Explication possible : le sommeil, l’inflammation et le métabolisme
On ne sait pas encore exactement pourquoi le changement d’heure pourrait affecter la rétine. Une explication possible réside dans les effets de la perturbation du rythme de sommeil. Des études antérieures ont déjà démontré que le manque de sommeil et les perturbations de l’horloge biologique peuvent être liés à divers problèmes de santé, notamment :
- des réactions inflammatoires,
- des troubles métaboliques,
- un risque accru de maladies cardiovasculaires.
Des études antérieures ont également analysé les liens entre le passage à l’heure d’été et un risque accru d’infarctus du myocarde ou d’accidents vasculaires cérébraux. Cette nouvelle étude étend désormais ces conclusions au domaine de l’ophtalmologie.
Qu’est-ce que cela signifie pour les personnes concernées ?
Les chercheurs soulignent que des études supplémentaires sont nécessaires. L’étude actuelle s’appuie sur des données d’assurance couvrant une période limitée et ne peut que mettre en évidence une corrélation. Il n’a pas été possible, par exemple, de prendre en compte tous les facteurs individuels tels que :
- les habitudes de sommeil,
- l’alimentation,
- l’activité physique,
- les risques génétiques,
- les circonstances personnelles.
De futures études permettront de déterminer si ces résultats peuvent également être confirmés dans d’autres groupes de population et sur des périodes plus longues. Ces résultats ne signifient pas que le changement d’heure provoque automatiquement une maladie oculaire. Pour la plupart des personnes, ce changement entraîne un inconfort temporaire auquel le corps s’adapte en quelques jours. Toutefois, certains groupes de personnes peuvent réagir de manière particulière aux changements de rythme de sommeil, comme les personnes souffrant de maladies préexistantes, de troubles du sommeil ou présentant un risque accru de maladies vasculaires. En cas d’apparition soudaine de troubles, il convient de consulter sans tarder un ophtalmologue. Parmi ces troubles, on peut citer :
- une perte de vision,
- vision floue,
- des taches sombres dans le champ visuel,
- de nouveaux troubles de la vision
Conclusion : l’horloge biologique pourrait également avoir une influence sur la santé oculaire
Cette nouvelle étude montre que les effets du changement d’heure pourraient avoir une portée plus large qu’on ne le pensait jusqu’à présent. Un simple décalage horaire d’une heure pourrait influencer des processus biologiques liés à l’inflammation, au métabolisme et à la santé vasculaire. Le lien potentiel entre le sommeil, l’horloge biologique et la santé de la rétine est particulièrement intéressant. Ces résultats ouvrent une nouvelle voie de recherche et mettent en évidence à quel point les différents systèmes du corps humain sont étroitement liés.

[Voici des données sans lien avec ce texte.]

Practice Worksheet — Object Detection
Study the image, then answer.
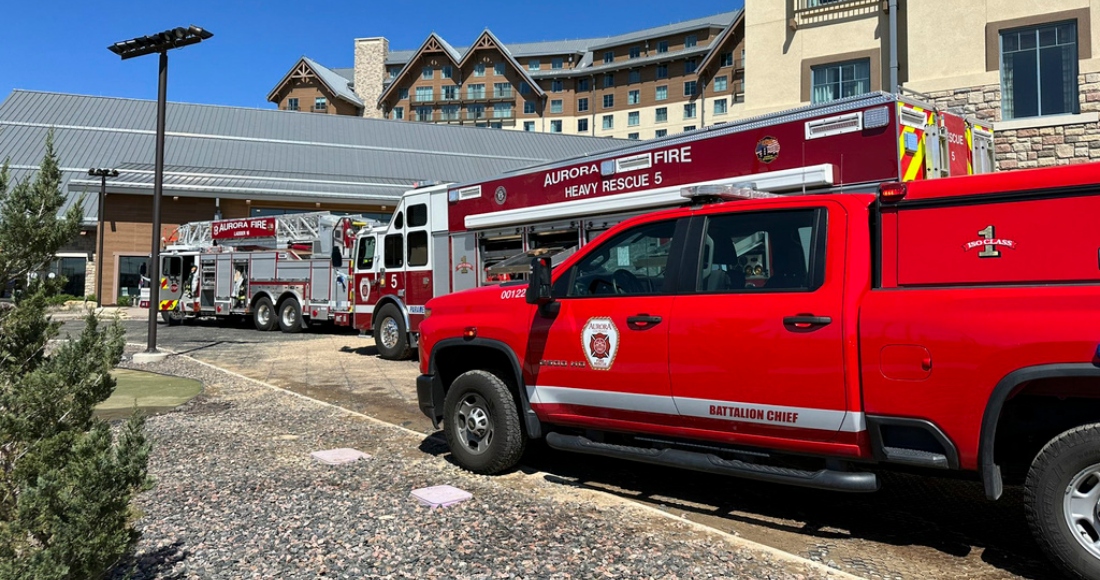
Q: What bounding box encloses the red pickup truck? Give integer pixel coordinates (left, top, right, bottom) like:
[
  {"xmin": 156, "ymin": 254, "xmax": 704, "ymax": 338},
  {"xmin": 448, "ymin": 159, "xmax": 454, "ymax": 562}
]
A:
[{"xmin": 417, "ymin": 164, "xmax": 1100, "ymax": 579}]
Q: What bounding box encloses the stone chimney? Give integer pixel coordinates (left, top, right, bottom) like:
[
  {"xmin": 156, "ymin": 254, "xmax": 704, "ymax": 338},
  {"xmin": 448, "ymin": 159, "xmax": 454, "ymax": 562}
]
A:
[{"xmin": 355, "ymin": 36, "xmax": 389, "ymax": 119}]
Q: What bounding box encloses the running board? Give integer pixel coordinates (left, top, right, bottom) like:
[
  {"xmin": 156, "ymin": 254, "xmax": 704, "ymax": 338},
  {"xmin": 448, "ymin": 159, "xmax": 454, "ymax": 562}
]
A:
[{"xmin": 547, "ymin": 433, "xmax": 879, "ymax": 492}]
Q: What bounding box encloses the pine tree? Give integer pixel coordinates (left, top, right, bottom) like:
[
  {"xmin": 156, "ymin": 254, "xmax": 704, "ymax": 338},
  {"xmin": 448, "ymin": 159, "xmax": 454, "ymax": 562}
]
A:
[{"xmin": 0, "ymin": 134, "xmax": 150, "ymax": 580}]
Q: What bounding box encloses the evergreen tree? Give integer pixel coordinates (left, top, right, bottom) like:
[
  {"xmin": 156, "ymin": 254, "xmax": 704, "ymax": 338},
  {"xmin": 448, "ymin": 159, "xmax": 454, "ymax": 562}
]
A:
[{"xmin": 0, "ymin": 133, "xmax": 150, "ymax": 580}]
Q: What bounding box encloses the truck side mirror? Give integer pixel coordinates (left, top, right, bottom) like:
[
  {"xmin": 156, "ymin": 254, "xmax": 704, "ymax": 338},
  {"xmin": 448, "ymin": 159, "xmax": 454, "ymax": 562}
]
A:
[{"xmin": 527, "ymin": 256, "xmax": 553, "ymax": 306}]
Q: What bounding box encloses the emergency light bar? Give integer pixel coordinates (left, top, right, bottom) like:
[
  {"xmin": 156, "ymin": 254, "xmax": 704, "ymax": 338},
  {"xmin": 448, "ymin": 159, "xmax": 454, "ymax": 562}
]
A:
[{"xmin": 680, "ymin": 184, "xmax": 782, "ymax": 201}]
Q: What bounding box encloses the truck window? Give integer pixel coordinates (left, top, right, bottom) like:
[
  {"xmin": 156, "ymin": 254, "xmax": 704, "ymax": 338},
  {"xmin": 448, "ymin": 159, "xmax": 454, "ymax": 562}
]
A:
[
  {"xmin": 695, "ymin": 209, "xmax": 824, "ymax": 293},
  {"xmin": 355, "ymin": 236, "xmax": 374, "ymax": 270},
  {"xmin": 383, "ymin": 233, "xmax": 405, "ymax": 267},
  {"xmin": 409, "ymin": 231, "xmax": 428, "ymax": 266},
  {"xmin": 554, "ymin": 220, "xmax": 677, "ymax": 297},
  {"xmin": 408, "ymin": 204, "xmax": 428, "ymax": 228}
]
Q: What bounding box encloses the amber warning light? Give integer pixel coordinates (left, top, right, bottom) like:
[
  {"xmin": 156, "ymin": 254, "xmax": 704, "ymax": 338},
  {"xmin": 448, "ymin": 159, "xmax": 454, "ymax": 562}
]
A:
[{"xmin": 879, "ymin": 183, "xmax": 905, "ymax": 204}]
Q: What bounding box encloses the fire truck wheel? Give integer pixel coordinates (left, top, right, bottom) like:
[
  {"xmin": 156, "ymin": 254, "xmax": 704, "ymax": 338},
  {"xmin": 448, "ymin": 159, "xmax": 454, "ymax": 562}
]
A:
[
  {"xmin": 1024, "ymin": 424, "xmax": 1100, "ymax": 580},
  {"xmin": 278, "ymin": 299, "xmax": 301, "ymax": 332},
  {"xmin": 252, "ymin": 296, "xmax": 278, "ymax": 331},
  {"xmin": 443, "ymin": 371, "xmax": 527, "ymax": 474},
  {"xmin": 374, "ymin": 304, "xmax": 409, "ymax": 361}
]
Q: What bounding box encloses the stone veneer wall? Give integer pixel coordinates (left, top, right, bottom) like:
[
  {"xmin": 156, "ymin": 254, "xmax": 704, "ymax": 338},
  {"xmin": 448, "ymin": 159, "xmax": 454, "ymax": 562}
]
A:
[
  {"xmin": 355, "ymin": 36, "xmax": 389, "ymax": 119},
  {"xmin": 927, "ymin": 73, "xmax": 1100, "ymax": 169}
]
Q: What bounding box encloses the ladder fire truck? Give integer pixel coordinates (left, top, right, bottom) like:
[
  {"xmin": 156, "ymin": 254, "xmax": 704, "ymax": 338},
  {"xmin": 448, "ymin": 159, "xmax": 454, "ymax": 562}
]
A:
[
  {"xmin": 352, "ymin": 92, "xmax": 993, "ymax": 359},
  {"xmin": 158, "ymin": 211, "xmax": 378, "ymax": 332}
]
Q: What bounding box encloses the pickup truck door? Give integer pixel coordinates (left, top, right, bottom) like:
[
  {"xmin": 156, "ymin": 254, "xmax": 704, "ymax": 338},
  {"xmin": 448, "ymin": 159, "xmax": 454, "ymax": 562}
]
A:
[
  {"xmin": 669, "ymin": 206, "xmax": 860, "ymax": 446},
  {"xmin": 528, "ymin": 219, "xmax": 688, "ymax": 429}
]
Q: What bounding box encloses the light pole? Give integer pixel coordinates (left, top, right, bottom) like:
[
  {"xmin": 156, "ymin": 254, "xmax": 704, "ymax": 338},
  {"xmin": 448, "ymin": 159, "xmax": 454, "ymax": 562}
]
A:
[
  {"xmin": 88, "ymin": 167, "xmax": 119, "ymax": 307},
  {"xmin": 107, "ymin": 25, "xmax": 213, "ymax": 354}
]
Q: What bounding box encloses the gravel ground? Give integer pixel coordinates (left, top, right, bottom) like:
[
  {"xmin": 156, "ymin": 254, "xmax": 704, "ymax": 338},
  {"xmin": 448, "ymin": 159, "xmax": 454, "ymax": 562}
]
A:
[{"xmin": 107, "ymin": 349, "xmax": 846, "ymax": 580}]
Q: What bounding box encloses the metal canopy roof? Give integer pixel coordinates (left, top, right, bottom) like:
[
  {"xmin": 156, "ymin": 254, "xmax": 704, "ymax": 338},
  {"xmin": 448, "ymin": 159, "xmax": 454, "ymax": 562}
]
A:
[{"xmin": 0, "ymin": 90, "xmax": 623, "ymax": 223}]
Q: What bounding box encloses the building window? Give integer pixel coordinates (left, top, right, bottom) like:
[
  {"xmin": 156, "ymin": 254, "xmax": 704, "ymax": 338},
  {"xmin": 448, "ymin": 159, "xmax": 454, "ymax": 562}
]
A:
[
  {"xmin": 810, "ymin": 58, "xmax": 866, "ymax": 103},
  {"xmin": 1001, "ymin": 21, "xmax": 1079, "ymax": 119}
]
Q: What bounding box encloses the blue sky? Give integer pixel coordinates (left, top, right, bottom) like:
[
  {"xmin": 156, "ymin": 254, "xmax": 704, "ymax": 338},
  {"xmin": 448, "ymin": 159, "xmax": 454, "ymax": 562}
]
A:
[{"xmin": 0, "ymin": 0, "xmax": 743, "ymax": 108}]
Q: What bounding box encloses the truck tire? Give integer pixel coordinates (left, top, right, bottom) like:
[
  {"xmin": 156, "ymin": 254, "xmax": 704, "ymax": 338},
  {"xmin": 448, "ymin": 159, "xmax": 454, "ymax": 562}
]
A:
[
  {"xmin": 252, "ymin": 296, "xmax": 278, "ymax": 332},
  {"xmin": 374, "ymin": 304, "xmax": 410, "ymax": 361},
  {"xmin": 443, "ymin": 371, "xmax": 527, "ymax": 474},
  {"xmin": 1024, "ymin": 424, "xmax": 1100, "ymax": 580},
  {"xmin": 278, "ymin": 298, "xmax": 301, "ymax": 332}
]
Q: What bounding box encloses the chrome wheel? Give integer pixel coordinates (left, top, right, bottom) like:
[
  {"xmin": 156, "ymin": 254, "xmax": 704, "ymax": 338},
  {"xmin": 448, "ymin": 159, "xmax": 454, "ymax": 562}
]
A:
[
  {"xmin": 451, "ymin": 393, "xmax": 493, "ymax": 456},
  {"xmin": 378, "ymin": 316, "xmax": 402, "ymax": 349},
  {"xmin": 1062, "ymin": 466, "xmax": 1100, "ymax": 558}
]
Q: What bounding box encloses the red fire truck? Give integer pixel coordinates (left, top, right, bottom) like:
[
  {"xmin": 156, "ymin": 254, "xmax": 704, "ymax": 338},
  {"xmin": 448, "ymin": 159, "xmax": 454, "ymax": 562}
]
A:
[
  {"xmin": 417, "ymin": 163, "xmax": 1100, "ymax": 580},
  {"xmin": 158, "ymin": 211, "xmax": 378, "ymax": 332},
  {"xmin": 352, "ymin": 94, "xmax": 992, "ymax": 359}
]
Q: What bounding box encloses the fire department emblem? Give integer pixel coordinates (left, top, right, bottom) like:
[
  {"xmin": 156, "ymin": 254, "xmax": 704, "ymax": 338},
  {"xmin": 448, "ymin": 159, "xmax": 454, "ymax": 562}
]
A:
[
  {"xmin": 757, "ymin": 136, "xmax": 779, "ymax": 163},
  {"xmin": 454, "ymin": 256, "xmax": 474, "ymax": 274},
  {"xmin": 581, "ymin": 317, "xmax": 619, "ymax": 371}
]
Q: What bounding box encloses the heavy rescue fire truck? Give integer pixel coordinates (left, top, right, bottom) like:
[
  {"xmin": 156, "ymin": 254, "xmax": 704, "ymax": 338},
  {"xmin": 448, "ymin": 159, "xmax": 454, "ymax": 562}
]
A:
[
  {"xmin": 158, "ymin": 211, "xmax": 378, "ymax": 332},
  {"xmin": 352, "ymin": 94, "xmax": 992, "ymax": 359},
  {"xmin": 417, "ymin": 163, "xmax": 1100, "ymax": 580}
]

L’étude montre que les yeux ne peuvent être considérés isolément, mais qu’ils interagissent étroitement avec d’autres processus corporels. La rétine ne se contente pas de réagir aux stimuli lumineux, elle est également reliée à l’horloge biologique, qui contrôle de nombreuses fonctions dans tout l’organisme. Bien que le changement d’heure ne provoque pas en soi de maladies oculaires, les modifications du sommeil et les perturbations du rythme naturel pourraient représenter une charge supplémentaire pour certaines personnes. Il pourrait être particulièrement important, notamment pour les personnes présentant des risques vasculaires préexistants, un diabète ou d’autres maladies chroniques, d’être attentives aux changements au niveau de leur santé et de leur vision.
Des recherches supplémentaires seront nécessaires pour déterminer avec précision les mécanismes biologiques qui sous-tendent ce phénomène et si, à l’avenir, cela ouvrira de nouvelles perspectives en matière de prévention ou de traitement des maladies vasculaires de la rétine. Ces résultats nous rappellent qu’un sommeil suffisant et le maintien d’un rythme circadien aussi stable que possible constituent des éléments importants de la santé générale et qu’ils peuvent, éventuellement, contribuer également à protéger la santé oculaire.